Up and excited the next morning Nadia and I had breakfast and were at the tour office as instructed by 8.30am. By 9.30am our jeep was finally ready adn we started out on our 3hour journey along bumpy and extremely dusty red dirt roads. By the time we arrived for lunch we were filthy! There was about another hours travel after the lunch break to get us to the river where our boat was waiting to take us into the depths of the wilderness. Our guide was called Negro (I was sure I had mis-heard him at first) and he was a friendly enough guy. He spoke only basic english but we explained that we were fine as long as he didn´t talk too fast. The other four people on our boat were two french couples who really were not allthat chatty but oh well, Nadia and I were content to soak up the sun and spot animals. Spotting them was definitely no problem at all! From the minute we arrived there had been something to look at. Before we even got in our boat there were pink river dolphins cruising around in the water nearby and as soon as we got underway we saw alligators, more birds than you can imagine, monkeys and these cool creatures that I am not sure how to spell. I am going to run with Capibarra - they are a wierd cross between a guinea pig and a wombat and you will have to get on facebook to see my pics of them, it is worth it!

We spent our time in the Pampas (3 days 2 nights) cruising in the boat, walking through the wetlands in search of an anaconda which our lunatic guide picked up, pirhana fishing, night spotting the red eyes of the alligators, enjoying the sunsets and just generally relaxing in the warm, humid sun.

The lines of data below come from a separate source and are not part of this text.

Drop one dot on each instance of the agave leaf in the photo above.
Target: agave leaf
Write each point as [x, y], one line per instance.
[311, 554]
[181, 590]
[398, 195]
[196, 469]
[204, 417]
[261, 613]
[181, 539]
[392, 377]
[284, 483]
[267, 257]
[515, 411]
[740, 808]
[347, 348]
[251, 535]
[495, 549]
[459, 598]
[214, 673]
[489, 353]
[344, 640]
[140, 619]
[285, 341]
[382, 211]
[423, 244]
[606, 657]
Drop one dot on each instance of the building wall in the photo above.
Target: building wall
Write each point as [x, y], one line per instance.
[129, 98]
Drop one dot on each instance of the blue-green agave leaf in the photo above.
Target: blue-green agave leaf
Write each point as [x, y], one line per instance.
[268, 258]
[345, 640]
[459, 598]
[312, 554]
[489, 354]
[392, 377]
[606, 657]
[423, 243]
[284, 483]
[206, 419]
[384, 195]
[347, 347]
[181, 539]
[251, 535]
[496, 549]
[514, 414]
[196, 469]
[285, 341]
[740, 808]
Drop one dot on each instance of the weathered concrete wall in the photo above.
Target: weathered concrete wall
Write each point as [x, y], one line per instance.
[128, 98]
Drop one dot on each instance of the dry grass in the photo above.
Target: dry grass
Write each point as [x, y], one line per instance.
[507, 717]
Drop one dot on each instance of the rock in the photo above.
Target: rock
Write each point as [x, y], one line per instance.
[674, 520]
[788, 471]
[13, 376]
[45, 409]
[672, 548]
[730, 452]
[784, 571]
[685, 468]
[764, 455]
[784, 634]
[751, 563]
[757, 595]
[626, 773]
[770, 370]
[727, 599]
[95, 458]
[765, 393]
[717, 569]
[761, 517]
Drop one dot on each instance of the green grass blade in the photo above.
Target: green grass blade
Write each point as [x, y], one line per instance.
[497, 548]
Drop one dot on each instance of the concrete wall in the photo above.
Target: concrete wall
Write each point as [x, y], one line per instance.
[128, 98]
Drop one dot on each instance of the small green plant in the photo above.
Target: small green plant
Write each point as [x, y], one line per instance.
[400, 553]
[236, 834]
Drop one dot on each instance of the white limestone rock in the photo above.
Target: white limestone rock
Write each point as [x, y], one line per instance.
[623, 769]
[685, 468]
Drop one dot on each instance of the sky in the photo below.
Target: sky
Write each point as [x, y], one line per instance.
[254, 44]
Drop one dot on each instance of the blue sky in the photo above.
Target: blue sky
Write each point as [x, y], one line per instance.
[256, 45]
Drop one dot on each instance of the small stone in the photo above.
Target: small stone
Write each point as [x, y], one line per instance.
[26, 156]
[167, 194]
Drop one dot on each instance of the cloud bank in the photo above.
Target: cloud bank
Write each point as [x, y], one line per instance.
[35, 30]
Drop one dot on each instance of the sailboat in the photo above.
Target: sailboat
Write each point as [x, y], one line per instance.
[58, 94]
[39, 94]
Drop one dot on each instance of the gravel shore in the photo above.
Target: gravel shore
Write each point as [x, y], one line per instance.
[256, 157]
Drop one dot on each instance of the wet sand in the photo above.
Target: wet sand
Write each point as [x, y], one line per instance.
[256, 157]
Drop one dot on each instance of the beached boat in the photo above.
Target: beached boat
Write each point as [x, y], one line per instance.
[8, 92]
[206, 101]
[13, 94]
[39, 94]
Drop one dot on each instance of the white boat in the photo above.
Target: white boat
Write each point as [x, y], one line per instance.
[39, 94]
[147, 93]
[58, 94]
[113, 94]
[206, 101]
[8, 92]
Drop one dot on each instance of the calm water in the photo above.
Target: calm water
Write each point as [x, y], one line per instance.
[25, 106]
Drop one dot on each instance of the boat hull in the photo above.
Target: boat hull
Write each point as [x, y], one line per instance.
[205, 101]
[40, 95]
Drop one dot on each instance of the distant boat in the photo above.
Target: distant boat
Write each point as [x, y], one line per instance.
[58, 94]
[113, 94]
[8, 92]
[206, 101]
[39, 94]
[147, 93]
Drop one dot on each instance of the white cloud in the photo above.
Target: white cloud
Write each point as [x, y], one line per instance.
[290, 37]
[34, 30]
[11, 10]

On the last day we were offered the opportunity to get in and swim near the pink dolphins. Given that they were not the friendly, playful type like many ocean going dolphins, we declined. It also had a lot to do with the fact that we had spotted more alligators than I could count and some of them were 4 or 5 metres long! I was also not encouraged to get too close to Pedro the friendly neighbourhood alligator that we were taken to see when Nadia noticed that our guide (who was feeding it chicken) was missing a few fingers! We asked him about that and he said - No, no, not Pedro, he is my friend. It was another alligator years ago that I used to catch and bind it´s jaw shut so tourists could take photos. One day it was too fast and got my fingers.                       Do you think he is a slow learner or what!

After another rough jeep ride back to Rurrenbaque we were filthy dirty again but without the joy of being able to put on clean clothes. We tidied up as best we could and went in search of dinner and beer before having an early night in preparation for our 7am flight back to La Paz.

***Highlights:

1. Seeing Nadia fall on her bum in the mud while anaconda hunting.

2. Getting to hold one of the pirhanas that our guide caught and eating them for dinner.

3. Not having caught malaria...so far, I think!